赤江那月讨厌白色和绿色。
后者暂且不提, 前者倒不是因为研究员们的白大褂,而是和束缚衣有关。
研究基地里的小孩没有天真的,为了活下去, 什么都可以做, 自然也不会不要命地犯错给自己招来惩罚。
赤江那月刚进入研究基地时, 还处于没有记忆空白如纸的状态,再加上各种实验带来的刺激, 那时的他意识很少会迎来清醒, 大部分时间里都在封闭自我, 呆呆地被研究员摆弄。
可他也会有完全清醒的时间,那时的他就会本能地想着逃跑, 最后为了惩罚他,研究员们把穿着束缚衣的他关进专属的禁闭室, 锁在椅子上, 赤江那月往往在那里一呆就是数小时。
禁闭室是被特殊设计过的,他在心里称之为‘白房子’。
在白房子里时, 他不被允许听见声音, 目之所及的四周甚至头顶脚下也全都是雪白的隔音墙体,小小的实验体被绑在椅子上, 能动弹的就只有五官。

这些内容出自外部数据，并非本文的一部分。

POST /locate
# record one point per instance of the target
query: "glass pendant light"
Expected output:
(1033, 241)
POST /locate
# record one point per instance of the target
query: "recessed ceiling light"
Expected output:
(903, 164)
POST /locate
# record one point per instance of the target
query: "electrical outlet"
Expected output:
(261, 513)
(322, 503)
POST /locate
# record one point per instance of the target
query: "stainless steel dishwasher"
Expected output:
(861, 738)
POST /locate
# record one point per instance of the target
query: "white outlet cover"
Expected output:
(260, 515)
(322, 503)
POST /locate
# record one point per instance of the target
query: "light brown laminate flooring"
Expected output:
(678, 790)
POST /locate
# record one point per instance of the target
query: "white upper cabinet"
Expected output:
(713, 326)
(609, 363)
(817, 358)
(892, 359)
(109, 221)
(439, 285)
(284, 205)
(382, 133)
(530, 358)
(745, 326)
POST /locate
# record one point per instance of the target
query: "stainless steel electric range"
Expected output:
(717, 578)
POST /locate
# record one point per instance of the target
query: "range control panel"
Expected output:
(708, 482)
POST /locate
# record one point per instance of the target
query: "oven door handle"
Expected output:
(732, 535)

孤独是会把人逼疯的,而那样令人疯狂的孤独, 赤江那月体验了无数次。
最初,他尝试过自己和自己说话、数垂下来的刘海有多少根发丝和控制心跳来自娱自乐, 但到了最后,他仅仅是坐在那里, 什么也不做, 直到时间足够后研究员来把他带回去。
因为没有意义。
二十八岁的赤江那月对白房子的情感早就只剩下厌恶, 毕竟研究员们被乌丸莲耶亲手灭口,而研究基地后来也被他炸上了天,那甚至已经算不上他的阴影。
但五岁的实验体A即使逃离了研究基地,也还是恐惧的,连带着也讨厌起了没有杂质的白色。
“‘再’关在房间里?”苏格兰嗓音干涩,重复了一遍小孩的话。
即使是演戏,赤江那月也不想让别人通过知晓他的过往而对他产生同情,所以面对早有预料的疑问,他只是按照原本的计划轻描淡写地说道:“研究基地里有一间禁闭室,是专门为我准备的。”
“最开始还会经常被关禁闭,不过后来就没有过啦。”小孩看上去很平静地讲述着过去,说着还耸了耸肩,“就是,在逃出来以前,我一个人独自过了很多很多年,所以现在我不想被关着了而已啦。”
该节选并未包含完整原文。